The issue with the 8 core run is that using n_fold_hyperparameter <- 3 limits the number of parallel works to be 3 (see next paragraph tho). Using 8 should not really give you >3-fold speedup and, if this is on windows, there might be some jumping around of processes across cores that might make is slower.

If you want to use more cores, there is an option in the control function to parallel_over = "everything". The blog post that you reference describes the different in the options and gives some intuition to which option is best (spoiler: it depends on what you are doing).

pgoodling-usgs commented 2 years ago

Aha- I didn't realize that the # of cores would be limited to n_fold_hypeparameter, I thought it would be the overall folds in cur_cv_folds.

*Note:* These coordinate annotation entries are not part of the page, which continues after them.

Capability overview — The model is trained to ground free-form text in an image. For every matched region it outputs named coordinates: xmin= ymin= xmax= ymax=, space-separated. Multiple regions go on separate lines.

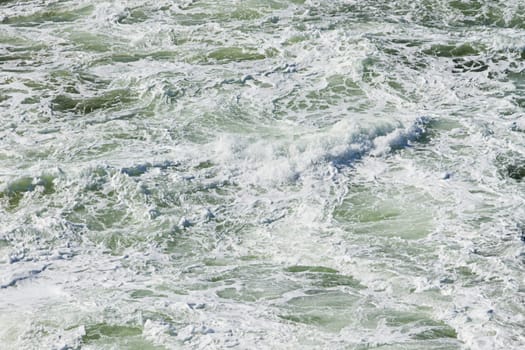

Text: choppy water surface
xmin=0 ymin=0 xmax=525 ymax=349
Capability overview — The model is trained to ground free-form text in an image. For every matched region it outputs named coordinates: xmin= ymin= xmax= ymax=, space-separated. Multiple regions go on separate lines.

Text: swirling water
xmin=0 ymin=0 xmax=525 ymax=349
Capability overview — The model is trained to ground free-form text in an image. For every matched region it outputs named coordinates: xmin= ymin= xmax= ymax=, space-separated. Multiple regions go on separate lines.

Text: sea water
xmin=0 ymin=0 xmax=525 ymax=350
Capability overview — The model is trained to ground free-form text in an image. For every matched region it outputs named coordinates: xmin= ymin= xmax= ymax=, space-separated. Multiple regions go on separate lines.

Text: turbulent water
xmin=0 ymin=0 xmax=525 ymax=350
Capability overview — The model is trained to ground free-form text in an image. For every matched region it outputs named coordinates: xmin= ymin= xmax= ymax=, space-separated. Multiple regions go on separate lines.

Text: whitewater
xmin=0 ymin=0 xmax=525 ymax=350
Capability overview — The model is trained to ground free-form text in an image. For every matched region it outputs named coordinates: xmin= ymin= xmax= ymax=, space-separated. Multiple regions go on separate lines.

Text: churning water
xmin=0 ymin=0 xmax=525 ymax=350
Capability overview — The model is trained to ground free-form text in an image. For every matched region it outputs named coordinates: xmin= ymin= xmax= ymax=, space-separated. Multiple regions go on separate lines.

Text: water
xmin=0 ymin=0 xmax=525 ymax=349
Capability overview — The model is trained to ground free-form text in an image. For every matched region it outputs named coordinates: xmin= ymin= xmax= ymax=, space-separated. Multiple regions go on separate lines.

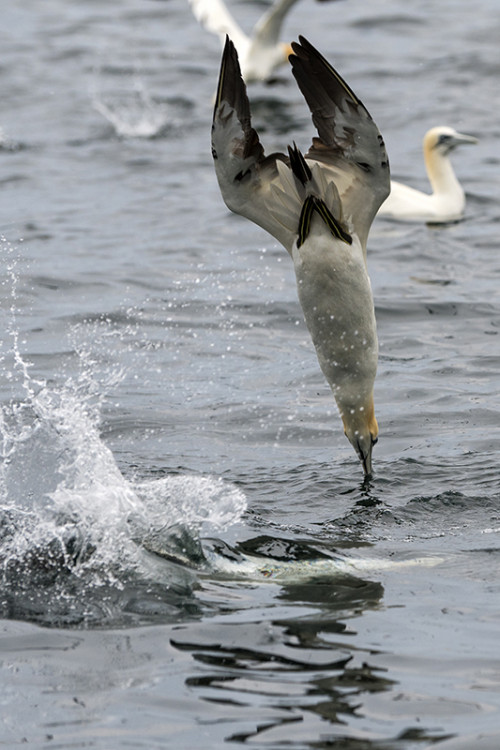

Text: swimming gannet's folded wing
xmin=290 ymin=36 xmax=390 ymax=247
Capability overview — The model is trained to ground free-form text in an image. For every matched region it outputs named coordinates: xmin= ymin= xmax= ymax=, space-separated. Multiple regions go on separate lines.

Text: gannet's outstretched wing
xmin=212 ymin=38 xmax=301 ymax=252
xmin=290 ymin=36 xmax=390 ymax=247
xmin=252 ymin=0 xmax=297 ymax=47
xmin=189 ymin=0 xmax=250 ymax=54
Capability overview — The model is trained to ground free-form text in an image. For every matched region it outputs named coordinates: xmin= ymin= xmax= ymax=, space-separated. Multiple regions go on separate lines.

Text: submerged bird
xmin=189 ymin=0 xmax=338 ymax=82
xmin=378 ymin=125 xmax=477 ymax=223
xmin=212 ymin=37 xmax=390 ymax=475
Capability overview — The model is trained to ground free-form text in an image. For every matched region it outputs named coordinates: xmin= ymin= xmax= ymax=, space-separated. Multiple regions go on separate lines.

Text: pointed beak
xmin=357 ymin=440 xmax=373 ymax=477
xmin=453 ymin=133 xmax=479 ymax=146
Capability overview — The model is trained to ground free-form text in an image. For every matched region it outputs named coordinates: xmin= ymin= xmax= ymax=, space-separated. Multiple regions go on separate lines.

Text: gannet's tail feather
xmin=189 ymin=0 xmax=250 ymax=53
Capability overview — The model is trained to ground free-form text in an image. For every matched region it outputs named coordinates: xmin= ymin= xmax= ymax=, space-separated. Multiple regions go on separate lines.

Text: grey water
xmin=0 ymin=0 xmax=500 ymax=750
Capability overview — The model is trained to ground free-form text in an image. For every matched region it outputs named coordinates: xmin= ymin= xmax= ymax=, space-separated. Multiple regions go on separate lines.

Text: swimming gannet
xmin=378 ymin=125 xmax=477 ymax=223
xmin=212 ymin=37 xmax=390 ymax=475
xmin=189 ymin=0 xmax=338 ymax=82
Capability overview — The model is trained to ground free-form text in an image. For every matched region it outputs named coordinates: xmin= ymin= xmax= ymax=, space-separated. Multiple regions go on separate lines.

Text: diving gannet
xmin=189 ymin=0 xmax=338 ymax=82
xmin=378 ymin=125 xmax=477 ymax=224
xmin=212 ymin=37 xmax=390 ymax=476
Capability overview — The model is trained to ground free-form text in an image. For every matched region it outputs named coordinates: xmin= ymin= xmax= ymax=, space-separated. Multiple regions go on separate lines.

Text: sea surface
xmin=0 ymin=0 xmax=500 ymax=750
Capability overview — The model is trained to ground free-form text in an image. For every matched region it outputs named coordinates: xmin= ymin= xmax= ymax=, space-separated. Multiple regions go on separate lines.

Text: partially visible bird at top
xmin=189 ymin=0 xmax=340 ymax=83
xmin=212 ymin=37 xmax=390 ymax=476
xmin=378 ymin=125 xmax=478 ymax=224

With 2 cores and parallel = "everything" the runtime is 559 seconds, which is slower than the 420 seconds for parallel="resamples". With 8 cores parallel = "everything" the runtime is 801 seconds, which is slower than the 558 seconds for parallel="resamples" (and even slower than the unparallelized ~750 seconds).

When I run parallel::detectCores(), I get 8. So I probably shouldn't expect 8 cores to fully be engaged, right?

I guess overall the speedups are simply difficult to predict and are more related to underlying R / windows features. You've documented this in various blog posts so it might not really count as an issue with tune.